To generate embeddings from an RNA dataset:

python strusinet.py --input example_data/sample_dataset.csv --output example_data/sample_dataset_with_embeddings.tsv

Arguments:

--input: Path to the input CSV/TSV file containing RNA secondary structures.
--output: Path to save the output TSV file with embeddings.
--structure_column_name: The column name containing RNA secondary structures (default: 'secondary_structure').
--structure_column_num: (Optional) Column number of RNA secondary structures (0-indexed). If both column name and number are provided, column number will be ignored.
--model_path: Path to the trained model file (default: saved_model/ResNet-Secondary.pth).
--device: Device to run the model on (cpu or cuda, default: cpu).
--header: Specify whether the input CSV has a header row (True or False, default: True).

Example Command

If your CSV doesn't have a header and the secondary structure is in the 6th column:

python strusinet.py --input example_data/sample_dataset.csv --output example_data/sample_dataset_with_embeddings.tsv --structure_column_num 6 --header False --device cuda

Running the t-SNE Embedding Tool

After generating the RNA embeddings, you can use the compute_tsne.py script to visualize the embeddings using t-SNE.

Example Command

python compute_tsne.py --input example_data/sample_dataset_with_embeddings.tsv --output example_data/sample_dataset_with_tsne.tsv --embedding_column_name embedding_vector --n_components 3

Arguments:

--input: Path to the input TSV file containing embeddings (e.g., example_data/sample_dataset_with_embeddings.tsv).
--output: Path to save the output TSV file containing the t-SNE-transformed embeddings.
--embedding_column_name: The name of the column containing the embedding vectors.
--n_components: Number of components for t-SNE (e.g., 2 for 2D visualization, 3 for 3D visualization).

Explanation

The script reads the specified embedding_column_name from the input file and performs t-SNE transformation with the specified number of components.
The resulting transformed embeddings are saved to the output file, which can then be used for downstream visualization and analysis.
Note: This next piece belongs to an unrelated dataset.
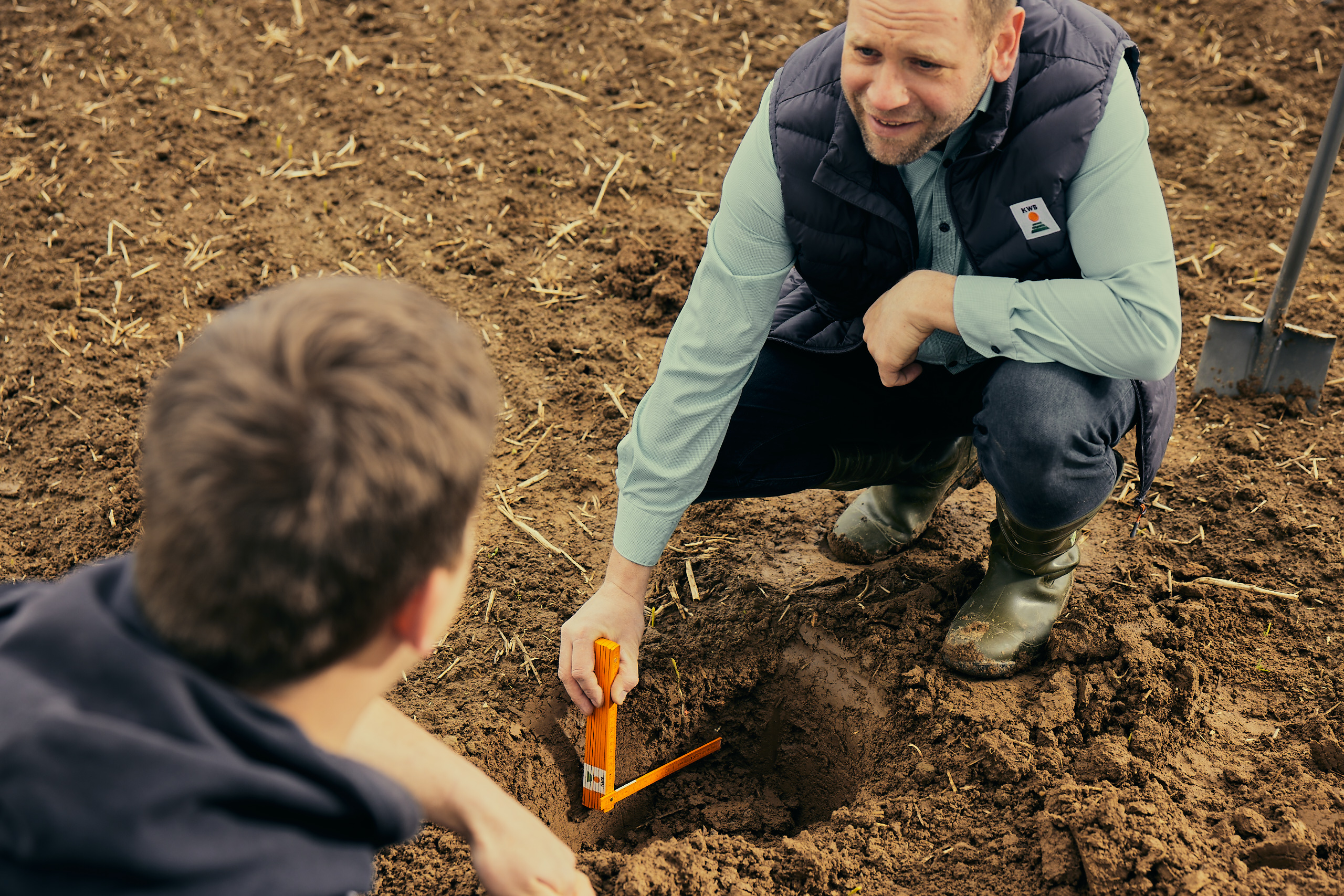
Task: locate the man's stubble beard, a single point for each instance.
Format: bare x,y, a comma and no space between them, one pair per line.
890,154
Interactive Visualization with Dash

We have also developed an application using Dash to visualize the t-SNE embeddings interactively. You can find the app in the following repository: https://github.com/nicoaira/embeddings_app.

Running the Tests

You can run the tests using:

python -m unittest discover tests

This will run both the unit tests for the model and the integration tests for the embedding generation pipeline.

Important Notes

Ensure you have the correct PyTorch version installed that supports your GPU if you're using CUDA.
If you encounter any issues with the pre-trained model, please make sure to check the Google Drive link and download it correctly.